On Wednesday night, the conditions of the FEMA grant appeared to mean that the buildings could not be demolished.

Several residents voiced concerns about the project’s effect on the environment in the area. Mollie Noyes said a number of “species of special concern,” including 17 birds and the Rambur’s Forktail dragonfly, had been seen in nearby fields. Noyes noted that the area had an abundance of “green space” that contributed to the character of the neighborhood.

Neighborhood resident Seth Benz asked what would happen if the re-entry center or communications center had to expand due to an increase in calls for service, regional consolidation, or in the case of the pilot re-entry program, success.

Several neighbors offered alternatives to building a new building, including demolishing the current sheriff’s building and rebuilding it, or renovating the existing structure. The historic designation seemed to eliminate the first option.

City Planner Wayne Marshall told county representatives Wednesday that an alternative plan to demolish the breezeway that connects the residential building to the historic jail would not leave enough space to meet the city’s setback requirements. Any such plan would require either a variance from the city’s zoning board of appeals or a contract re-zoning agreement with the City Council.

Board member Elizabeth Minor asked if selling the residential building would eliminate the Congress Street access to the new building, to which Code Enforcement Officer David Studer said the property could be sold with an easement.

Rowley later suggested that the county might renovate the residence for use as county offices in the future.

“I would find it so much more favorable if you did break that lot off and sell it as ‘single-family house with jail,'” said Minor.

Opponents of the new building plan have said that the $1 million earmarked for the sheriff’s wing of the new building would be more than enough to renovate the department’s current location.

Commenting after the meeting, abutting property owner Thierry Bonneville said he and others had always been told the building could not be renovated due to electrical hazards and standing water in the basement.

Asked to comment on the apparent conflict, Commissioner William Shorey said that the main issue was space. The roughly 15 employees of the Sheriff’s Office are too many to work in the current location, he said. If the proposed new building were built and the existing building were later renovated, Shorey said the renovated space would include fewer offices and, as a result, fewer employees.

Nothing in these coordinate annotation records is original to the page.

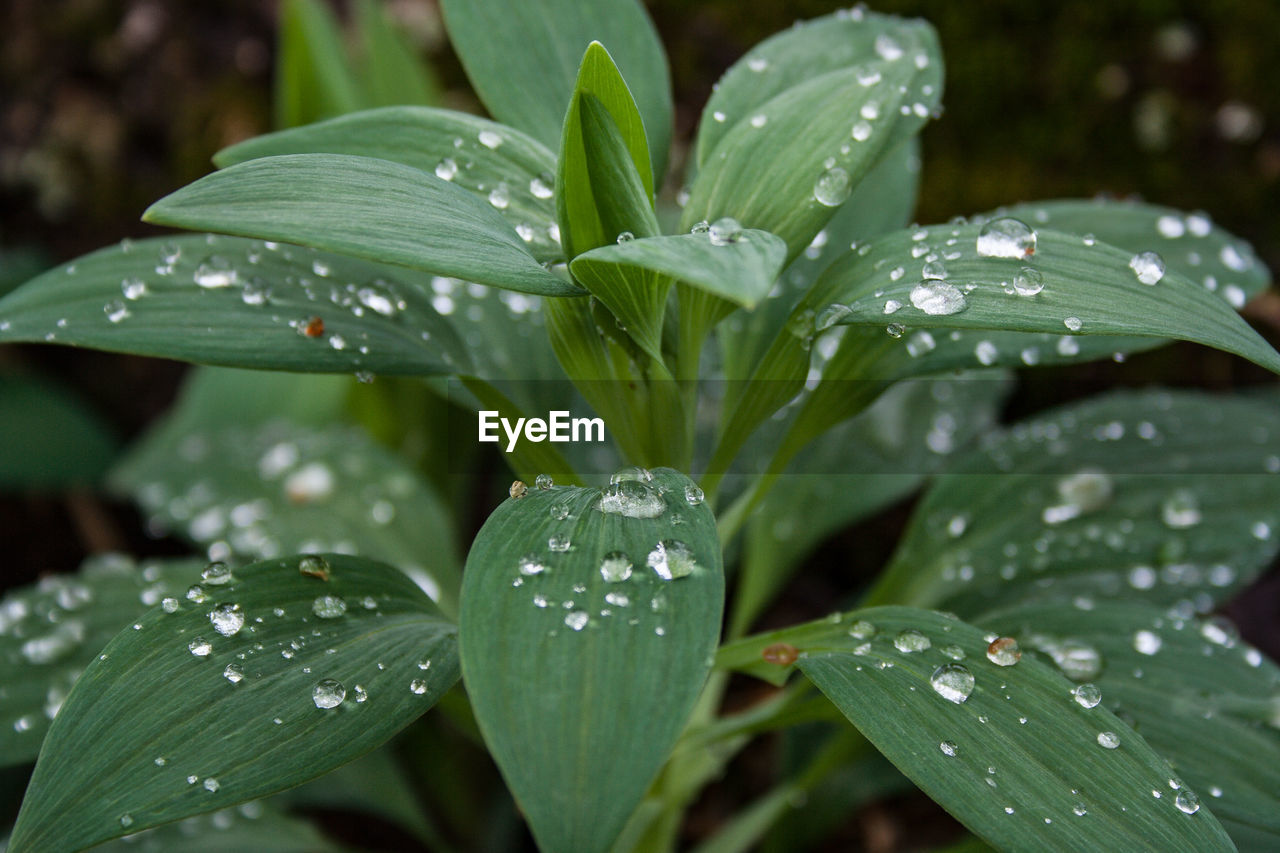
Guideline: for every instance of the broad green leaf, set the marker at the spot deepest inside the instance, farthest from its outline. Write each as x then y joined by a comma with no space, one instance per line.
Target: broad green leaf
231,301
1006,749
234,696
1200,697
263,489
602,191
250,826
365,208
312,78
1064,286
855,470
51,438
392,73
795,150
741,270
522,60
512,172
581,684
1160,496
51,630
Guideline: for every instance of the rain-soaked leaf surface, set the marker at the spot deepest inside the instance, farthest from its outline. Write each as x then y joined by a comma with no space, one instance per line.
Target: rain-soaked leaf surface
1161,496
240,302
858,85
589,619
1000,739
511,170
1196,692
263,489
366,208
256,679
53,629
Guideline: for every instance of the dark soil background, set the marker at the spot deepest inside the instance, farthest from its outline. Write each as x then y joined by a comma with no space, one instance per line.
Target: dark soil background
106,105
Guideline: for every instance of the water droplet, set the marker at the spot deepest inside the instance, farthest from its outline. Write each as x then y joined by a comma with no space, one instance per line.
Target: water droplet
832,187
1187,802
1148,267
328,693
1180,510
1006,237
615,568
1147,642
671,559
912,641
328,606
1004,651
952,682
937,299
1087,694
227,619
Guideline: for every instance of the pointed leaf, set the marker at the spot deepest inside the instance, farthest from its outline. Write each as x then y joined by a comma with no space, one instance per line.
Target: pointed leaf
1011,755
224,300
1079,288
1162,496
522,60
1200,697
51,630
508,169
581,684
155,730
365,208
786,163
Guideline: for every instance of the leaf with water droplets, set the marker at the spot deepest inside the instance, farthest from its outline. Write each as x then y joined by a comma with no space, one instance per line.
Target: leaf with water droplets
366,208
242,302
1024,756
1205,699
1078,502
442,142
583,675
832,96
53,629
151,733
260,484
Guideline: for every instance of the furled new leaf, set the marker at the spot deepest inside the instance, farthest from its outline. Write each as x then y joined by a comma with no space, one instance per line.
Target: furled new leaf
288,669
365,208
588,623
241,302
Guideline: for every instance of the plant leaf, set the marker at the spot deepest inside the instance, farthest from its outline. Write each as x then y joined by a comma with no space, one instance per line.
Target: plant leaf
365,208
312,78
522,60
53,438
150,697
1018,760
257,308
517,172
581,685
1086,290
1161,496
1200,697
392,72
261,489
809,129
53,629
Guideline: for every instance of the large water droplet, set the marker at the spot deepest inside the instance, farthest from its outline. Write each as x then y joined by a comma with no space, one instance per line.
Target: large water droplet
937,297
1006,237
952,682
1148,267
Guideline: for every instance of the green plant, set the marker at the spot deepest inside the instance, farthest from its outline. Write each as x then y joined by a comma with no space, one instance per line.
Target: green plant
1073,694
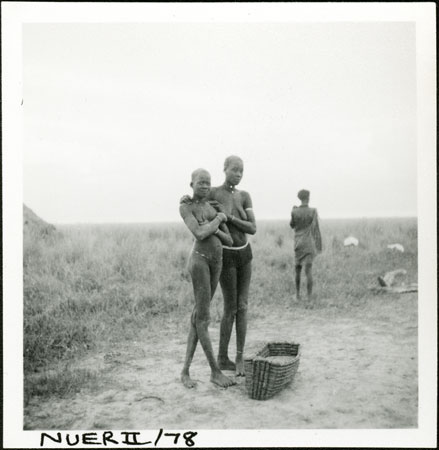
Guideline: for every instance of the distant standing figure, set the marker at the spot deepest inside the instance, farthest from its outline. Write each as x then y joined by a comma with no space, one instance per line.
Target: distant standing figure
237,267
307,241
205,262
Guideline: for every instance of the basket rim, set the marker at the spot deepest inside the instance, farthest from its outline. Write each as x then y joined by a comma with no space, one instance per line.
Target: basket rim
254,356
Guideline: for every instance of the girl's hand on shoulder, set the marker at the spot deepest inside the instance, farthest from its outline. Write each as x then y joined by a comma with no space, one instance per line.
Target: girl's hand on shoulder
186,199
218,206
222,216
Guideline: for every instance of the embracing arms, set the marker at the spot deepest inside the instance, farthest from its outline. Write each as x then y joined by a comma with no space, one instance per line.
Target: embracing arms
246,222
206,229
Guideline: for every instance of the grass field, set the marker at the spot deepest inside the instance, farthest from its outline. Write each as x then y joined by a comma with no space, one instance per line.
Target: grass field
88,289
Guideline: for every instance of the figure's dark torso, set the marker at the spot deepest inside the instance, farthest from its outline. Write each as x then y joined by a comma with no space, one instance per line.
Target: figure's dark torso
302,217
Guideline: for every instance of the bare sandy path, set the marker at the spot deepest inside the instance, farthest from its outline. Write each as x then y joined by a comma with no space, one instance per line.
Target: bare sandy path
358,370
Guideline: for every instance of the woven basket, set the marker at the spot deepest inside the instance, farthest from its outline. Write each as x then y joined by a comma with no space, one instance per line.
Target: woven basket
271,369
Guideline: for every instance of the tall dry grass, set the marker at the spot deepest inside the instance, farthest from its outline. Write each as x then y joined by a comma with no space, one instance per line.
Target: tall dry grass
87,286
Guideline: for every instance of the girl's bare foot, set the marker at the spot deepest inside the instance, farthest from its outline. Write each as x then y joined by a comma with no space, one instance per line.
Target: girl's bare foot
187,380
226,364
221,380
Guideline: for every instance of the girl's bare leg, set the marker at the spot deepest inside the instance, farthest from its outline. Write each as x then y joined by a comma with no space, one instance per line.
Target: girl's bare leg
244,276
228,286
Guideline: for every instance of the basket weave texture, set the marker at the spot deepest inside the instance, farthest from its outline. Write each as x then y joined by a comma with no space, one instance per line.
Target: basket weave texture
271,369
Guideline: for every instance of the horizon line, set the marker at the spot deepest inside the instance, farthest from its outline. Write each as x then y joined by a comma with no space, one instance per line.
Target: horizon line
157,222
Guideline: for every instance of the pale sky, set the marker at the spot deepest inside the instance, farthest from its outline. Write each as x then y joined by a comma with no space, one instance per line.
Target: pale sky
117,116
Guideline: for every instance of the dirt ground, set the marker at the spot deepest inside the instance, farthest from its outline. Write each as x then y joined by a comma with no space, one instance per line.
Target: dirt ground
358,369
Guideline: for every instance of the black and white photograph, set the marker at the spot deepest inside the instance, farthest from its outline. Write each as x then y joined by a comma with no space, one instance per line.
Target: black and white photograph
219,224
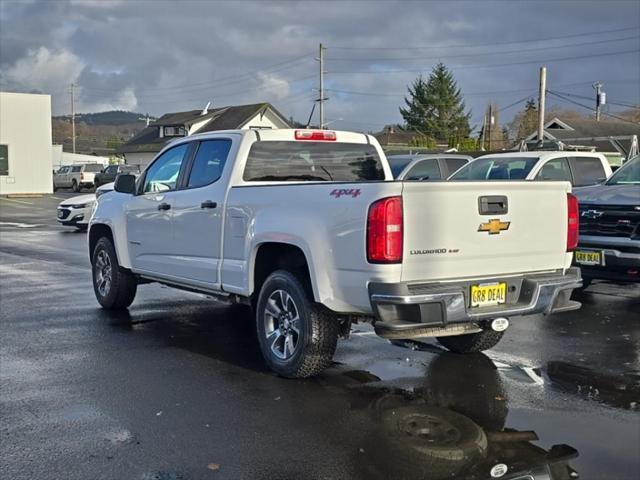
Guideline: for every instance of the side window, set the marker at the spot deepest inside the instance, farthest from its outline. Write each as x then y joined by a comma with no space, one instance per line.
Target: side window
209,162
162,175
424,170
556,169
454,164
588,171
4,160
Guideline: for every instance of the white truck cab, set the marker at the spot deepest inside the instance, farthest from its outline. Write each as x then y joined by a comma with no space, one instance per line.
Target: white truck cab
310,229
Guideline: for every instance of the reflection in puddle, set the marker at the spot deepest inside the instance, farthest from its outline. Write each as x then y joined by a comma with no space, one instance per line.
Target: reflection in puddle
452,424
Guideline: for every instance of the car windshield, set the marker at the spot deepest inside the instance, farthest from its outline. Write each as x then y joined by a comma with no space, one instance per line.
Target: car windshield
398,164
496,168
628,174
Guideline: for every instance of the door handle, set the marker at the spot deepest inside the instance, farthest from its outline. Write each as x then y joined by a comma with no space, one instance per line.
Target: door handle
208,204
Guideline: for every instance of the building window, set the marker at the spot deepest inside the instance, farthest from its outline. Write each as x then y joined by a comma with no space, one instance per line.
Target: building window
4,160
174,132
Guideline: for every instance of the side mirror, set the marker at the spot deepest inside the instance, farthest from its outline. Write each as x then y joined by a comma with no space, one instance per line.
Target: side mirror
125,183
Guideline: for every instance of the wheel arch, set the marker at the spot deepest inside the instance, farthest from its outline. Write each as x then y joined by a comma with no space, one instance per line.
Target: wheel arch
96,232
271,256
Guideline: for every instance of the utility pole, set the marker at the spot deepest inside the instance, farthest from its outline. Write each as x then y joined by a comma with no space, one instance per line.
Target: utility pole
321,87
541,99
73,118
490,124
600,99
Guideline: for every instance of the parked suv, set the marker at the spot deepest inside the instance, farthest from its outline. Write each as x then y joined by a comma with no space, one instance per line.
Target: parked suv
578,168
609,245
76,177
426,167
110,173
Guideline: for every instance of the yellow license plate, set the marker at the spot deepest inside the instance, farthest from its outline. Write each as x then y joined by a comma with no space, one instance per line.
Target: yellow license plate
588,257
488,294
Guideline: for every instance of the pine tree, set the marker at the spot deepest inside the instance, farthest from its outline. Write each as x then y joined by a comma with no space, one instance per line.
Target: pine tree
435,107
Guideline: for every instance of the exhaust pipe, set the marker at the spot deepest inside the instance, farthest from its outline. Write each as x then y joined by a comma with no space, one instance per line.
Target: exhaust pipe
499,324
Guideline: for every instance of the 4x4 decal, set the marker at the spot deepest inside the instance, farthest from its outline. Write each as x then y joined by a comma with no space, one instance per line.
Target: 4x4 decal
338,192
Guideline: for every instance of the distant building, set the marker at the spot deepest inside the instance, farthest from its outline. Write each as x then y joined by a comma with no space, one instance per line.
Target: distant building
617,140
143,147
25,143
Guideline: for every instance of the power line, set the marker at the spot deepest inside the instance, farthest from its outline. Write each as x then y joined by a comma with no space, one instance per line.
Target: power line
404,47
493,65
562,97
584,97
520,50
218,82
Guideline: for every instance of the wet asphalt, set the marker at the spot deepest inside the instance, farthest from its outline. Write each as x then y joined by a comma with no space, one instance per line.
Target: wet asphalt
175,388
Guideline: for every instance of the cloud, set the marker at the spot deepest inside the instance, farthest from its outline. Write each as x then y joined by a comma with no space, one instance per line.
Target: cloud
43,70
274,86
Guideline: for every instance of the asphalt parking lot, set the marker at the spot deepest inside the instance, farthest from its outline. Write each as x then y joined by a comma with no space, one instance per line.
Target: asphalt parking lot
176,388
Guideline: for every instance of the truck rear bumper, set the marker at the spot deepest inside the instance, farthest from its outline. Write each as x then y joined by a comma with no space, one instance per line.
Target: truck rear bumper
408,310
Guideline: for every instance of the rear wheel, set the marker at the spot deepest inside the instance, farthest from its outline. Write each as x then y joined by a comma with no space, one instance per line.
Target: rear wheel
115,288
297,336
472,342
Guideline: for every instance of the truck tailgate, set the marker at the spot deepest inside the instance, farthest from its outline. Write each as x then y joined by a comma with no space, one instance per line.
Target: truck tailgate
447,237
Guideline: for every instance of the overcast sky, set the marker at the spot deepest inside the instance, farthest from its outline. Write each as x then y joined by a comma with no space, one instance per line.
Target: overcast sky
166,56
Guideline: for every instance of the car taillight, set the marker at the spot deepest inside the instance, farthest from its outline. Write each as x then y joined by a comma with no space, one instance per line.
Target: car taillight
384,231
573,222
326,135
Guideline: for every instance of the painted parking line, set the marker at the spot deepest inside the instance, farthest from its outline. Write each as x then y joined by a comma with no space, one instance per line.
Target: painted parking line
15,201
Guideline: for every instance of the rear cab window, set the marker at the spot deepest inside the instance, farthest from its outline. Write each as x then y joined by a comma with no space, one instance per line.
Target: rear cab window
290,161
588,171
454,164
425,170
496,168
93,168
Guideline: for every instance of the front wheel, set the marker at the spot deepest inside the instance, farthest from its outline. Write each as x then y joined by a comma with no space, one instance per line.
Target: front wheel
471,342
115,288
297,336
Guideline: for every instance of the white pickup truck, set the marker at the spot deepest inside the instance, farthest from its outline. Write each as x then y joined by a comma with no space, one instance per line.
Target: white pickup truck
309,228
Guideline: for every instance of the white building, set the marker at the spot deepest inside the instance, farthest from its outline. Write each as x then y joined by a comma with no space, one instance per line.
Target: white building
25,143
143,147
61,158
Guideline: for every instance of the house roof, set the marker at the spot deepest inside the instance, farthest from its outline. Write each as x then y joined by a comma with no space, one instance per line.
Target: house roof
603,135
223,118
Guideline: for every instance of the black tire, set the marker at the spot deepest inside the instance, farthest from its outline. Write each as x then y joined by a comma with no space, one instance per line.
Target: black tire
429,442
317,337
120,291
471,342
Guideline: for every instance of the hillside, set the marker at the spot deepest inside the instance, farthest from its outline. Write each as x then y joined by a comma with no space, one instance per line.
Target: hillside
98,133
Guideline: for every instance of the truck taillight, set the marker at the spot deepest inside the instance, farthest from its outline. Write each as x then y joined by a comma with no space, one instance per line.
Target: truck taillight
384,231
573,222
326,135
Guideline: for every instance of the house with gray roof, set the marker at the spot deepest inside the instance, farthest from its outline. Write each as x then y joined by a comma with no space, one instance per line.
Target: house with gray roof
144,146
618,140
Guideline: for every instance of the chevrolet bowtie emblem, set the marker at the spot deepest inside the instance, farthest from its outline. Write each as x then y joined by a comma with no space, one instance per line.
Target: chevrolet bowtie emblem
494,226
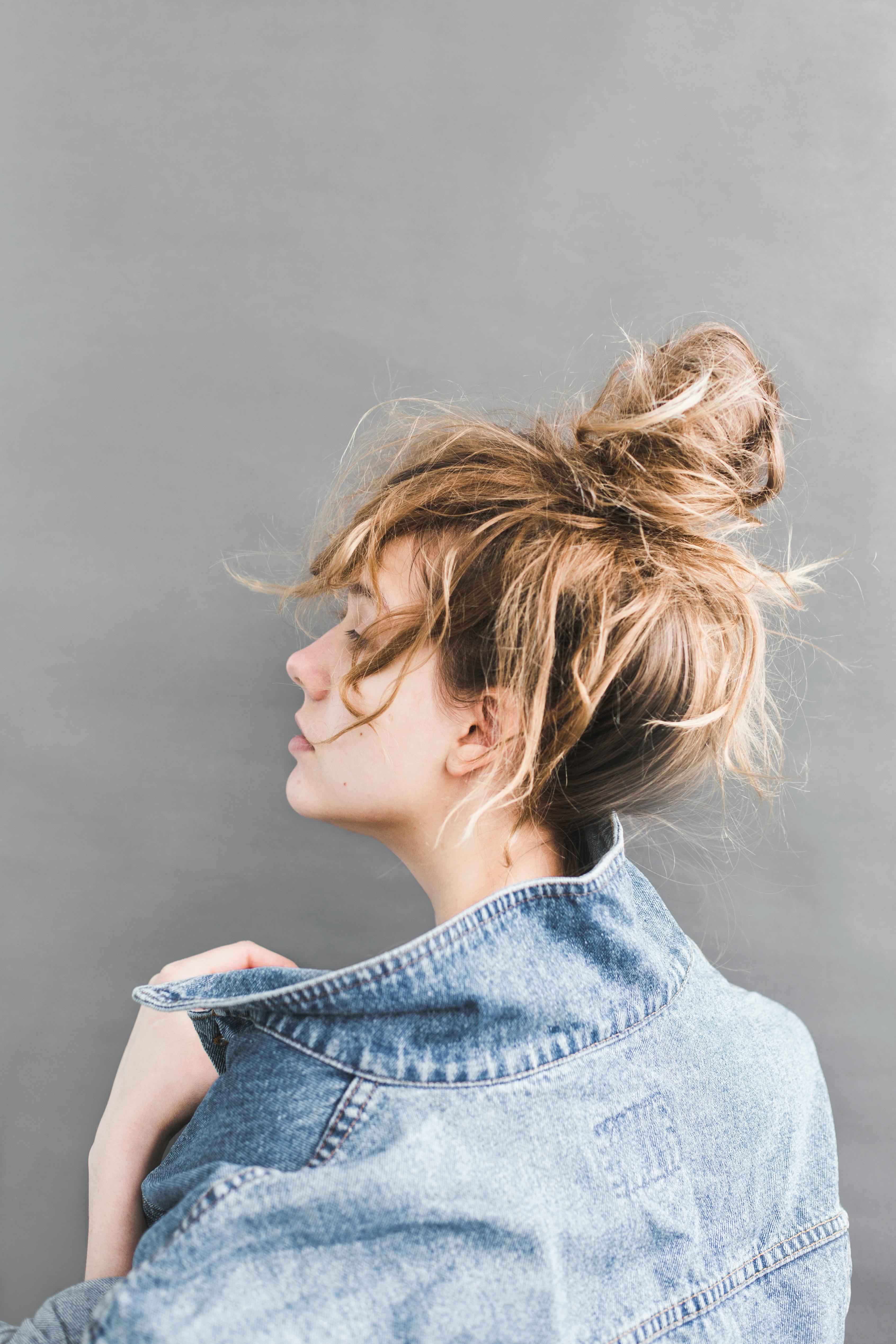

The Planning Board was split on whether the uncertain fate of the jailer’s house and historic jail needed to be resolved before the plan for the new building could be approved.

“It’s a moving target that we’re trying to pin down and I feel uncomfortable with that,” said board member Diane Allmayer-Beck.

Board Chairman Roger Pickering argued that the new building and the old buildings could be addressed separately.

In a split decision, the Planning Board voted to table the county’s application pending a generic proposal for the two historic buildings. Allmayer-Beck, Minor and alternate William Affleck (who was filling in for absent board member Biff Atlass), voted to table the application. Pickering and Paul Hamilton were opposed.

“‘Moving target’ was, I think, a good assessment of the situation,” said Bonneville, after the meeting.

County Commissioner Amy Fowler said she was surprised at how little of the public comment at Wednesday night’s meeting was related to the aspects of the project that are within the Board’s jurisdiction.

“I didn’t hear anything bad said about the proposed facility, per se,” she said. “It was just everything from the dragonflies to the 40-foot arborvitae bushes.”